橋梁之管理維護已成為臺灣社會及經濟層面關注的議題，尤其對於災後受損橋梁
之維修，需在有限之經費及時間內完成。因此，需要一套可靠的橋梁結構安全評估方
式，能夠推估橋梁之受災潛勢，進而提供決策者具經濟性之管理維護資訊，使橋梁在
服務年限內能維持安全性、服務性及功能性。有鑑於此，針對天然災害後橋梁之特別
檢測及修復，建立一套優選排序模式有其必要性。

本研究提出一套災後橋梁優選排序模式，藉由橋梁結構易受損性及橋梁重要性等
參數，評估橋梁於災後進行特別檢測及修復之優先順序。本研究經由文獻回顧及專家
訪談得到優選排序所需之資訊，包含定義決策目標及必要之參數，再透過層級分析法
(Analytic Hierarchy Process, AHP)取得各參數之權重，以建立優選排序之模式。

本研究之優選排序模式可應用於不同種類之天然災害及造成交通設施驟然損壞之
情況，在需要迅速做出維護決策之狀態下，透過輸入安全性方面的關鍵參數、維修成
本效益及橋址環境，即可提供決策者簡單的系統化評估模式。本研究之成果可供公路
管理關用於路網層級之橋梁優選排序，並可應用於橋梁管理系統中。

Management of existing bridge infrastructure has become a major social and economic concern in Taiwan. This is due to the critical conditions of bridges driven by post-disaster deterioration and the controlled funds available to timely repair their deficiencies.

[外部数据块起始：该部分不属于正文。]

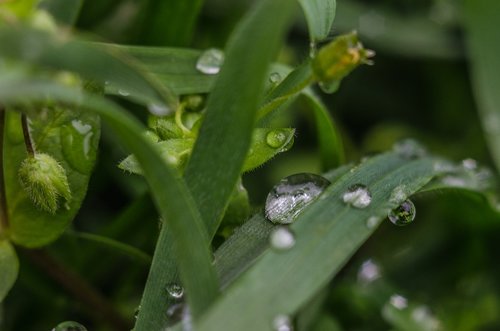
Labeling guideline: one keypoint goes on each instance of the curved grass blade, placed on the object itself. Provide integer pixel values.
(328, 232)
(9, 268)
(319, 16)
(481, 22)
(225, 134)
(171, 197)
(94, 61)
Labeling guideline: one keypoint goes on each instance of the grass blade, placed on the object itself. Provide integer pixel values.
(319, 16)
(481, 18)
(172, 198)
(220, 150)
(328, 232)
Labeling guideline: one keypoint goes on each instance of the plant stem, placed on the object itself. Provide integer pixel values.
(97, 305)
(27, 137)
(4, 218)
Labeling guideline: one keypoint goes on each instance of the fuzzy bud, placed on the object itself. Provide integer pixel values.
(45, 181)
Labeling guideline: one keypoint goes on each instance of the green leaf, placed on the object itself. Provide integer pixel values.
(64, 11)
(9, 268)
(71, 138)
(328, 233)
(172, 198)
(94, 61)
(224, 138)
(481, 22)
(319, 16)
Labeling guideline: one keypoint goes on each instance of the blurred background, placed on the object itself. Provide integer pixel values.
(444, 265)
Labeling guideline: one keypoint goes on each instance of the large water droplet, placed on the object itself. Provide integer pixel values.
(357, 196)
(282, 323)
(368, 272)
(69, 326)
(403, 214)
(159, 109)
(409, 149)
(175, 291)
(289, 197)
(277, 138)
(210, 61)
(282, 238)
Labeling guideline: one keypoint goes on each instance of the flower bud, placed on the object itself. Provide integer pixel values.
(45, 181)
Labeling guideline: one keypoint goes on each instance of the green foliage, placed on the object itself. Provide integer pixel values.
(188, 243)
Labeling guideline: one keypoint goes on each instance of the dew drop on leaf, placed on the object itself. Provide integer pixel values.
(282, 323)
(282, 238)
(175, 291)
(210, 61)
(291, 195)
(403, 214)
(357, 196)
(69, 326)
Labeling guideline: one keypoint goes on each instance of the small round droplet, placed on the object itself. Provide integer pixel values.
(368, 272)
(357, 196)
(277, 138)
(175, 291)
(275, 78)
(282, 323)
(210, 61)
(291, 195)
(159, 109)
(409, 149)
(403, 214)
(69, 326)
(282, 238)
(398, 301)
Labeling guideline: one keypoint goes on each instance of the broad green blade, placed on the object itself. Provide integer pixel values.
(327, 234)
(9, 267)
(172, 198)
(319, 16)
(94, 61)
(481, 22)
(64, 11)
(170, 22)
(220, 150)
(71, 138)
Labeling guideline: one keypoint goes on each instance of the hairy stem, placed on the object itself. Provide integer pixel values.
(27, 137)
(4, 219)
(97, 305)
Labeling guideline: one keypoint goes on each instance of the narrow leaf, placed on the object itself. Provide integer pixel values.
(9, 267)
(481, 22)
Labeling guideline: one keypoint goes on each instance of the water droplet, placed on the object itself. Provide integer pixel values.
(373, 221)
(403, 214)
(282, 238)
(210, 61)
(358, 196)
(175, 291)
(398, 301)
(282, 323)
(277, 138)
(368, 272)
(123, 93)
(79, 143)
(69, 326)
(398, 195)
(275, 78)
(409, 149)
(159, 109)
(291, 195)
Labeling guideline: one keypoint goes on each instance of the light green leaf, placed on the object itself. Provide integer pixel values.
(481, 22)
(9, 267)
(71, 138)
(328, 232)
(319, 16)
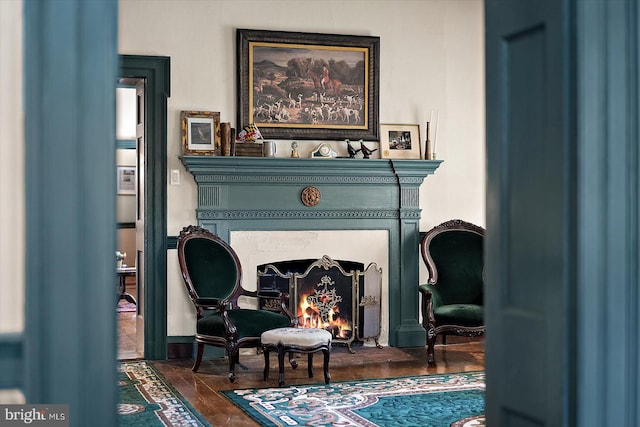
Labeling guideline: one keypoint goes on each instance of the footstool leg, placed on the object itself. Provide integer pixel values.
(327, 377)
(310, 364)
(281, 352)
(265, 350)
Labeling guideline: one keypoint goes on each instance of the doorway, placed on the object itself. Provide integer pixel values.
(130, 148)
(151, 216)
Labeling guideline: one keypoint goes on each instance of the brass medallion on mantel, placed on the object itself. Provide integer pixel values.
(310, 196)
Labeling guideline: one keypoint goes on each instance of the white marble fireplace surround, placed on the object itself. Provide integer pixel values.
(366, 246)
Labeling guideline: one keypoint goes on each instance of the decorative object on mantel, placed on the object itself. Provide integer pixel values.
(247, 149)
(352, 151)
(120, 256)
(288, 80)
(269, 149)
(400, 141)
(250, 133)
(427, 145)
(366, 151)
(324, 151)
(310, 196)
(429, 151)
(226, 133)
(294, 150)
(200, 133)
(248, 142)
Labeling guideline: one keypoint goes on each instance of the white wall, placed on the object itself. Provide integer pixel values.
(431, 58)
(12, 199)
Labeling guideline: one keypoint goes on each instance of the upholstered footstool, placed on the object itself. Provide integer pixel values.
(296, 340)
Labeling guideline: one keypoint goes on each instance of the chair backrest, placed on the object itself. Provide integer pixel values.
(210, 267)
(454, 255)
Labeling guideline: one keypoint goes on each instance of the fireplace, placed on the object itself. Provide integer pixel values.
(267, 195)
(341, 297)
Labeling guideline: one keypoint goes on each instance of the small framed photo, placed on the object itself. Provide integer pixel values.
(200, 133)
(400, 142)
(127, 180)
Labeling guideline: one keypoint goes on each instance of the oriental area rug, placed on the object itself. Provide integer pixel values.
(454, 399)
(148, 400)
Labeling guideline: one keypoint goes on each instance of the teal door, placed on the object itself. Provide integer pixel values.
(530, 196)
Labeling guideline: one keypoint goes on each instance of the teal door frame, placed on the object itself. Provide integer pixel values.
(583, 367)
(155, 70)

However, reliable assessment of a bridge’s structural health is important to predict the progress of deterioration, to provide the required inputs for making cost-effective MR&R decisions; and to ensure that safety, serviceability, and functionality of a bridge can be sustained over its designed service life. In this regard, a model for prioritizing damage inspection of bridges for MR&R activities after natural disasters is necessary.

This thesis presents the development of a model, which proposes a method to facilitate post-disaster prioritization of bridges by virtue of their structural vulnerability and strategic importance to implement inspection and rehabilitation operations. To achieve this objective, this research combined literature and feedback from industry professionals through interviews as primary sources of data. The proposed model adapts an Analytic Hierarchy Process (AHP) technique. The research findings have identified decision objectives and parameters essential to rank bridge rehabilitation projects, and these are included within a framework to prioritize bridges while incorporating experts’ input in the process.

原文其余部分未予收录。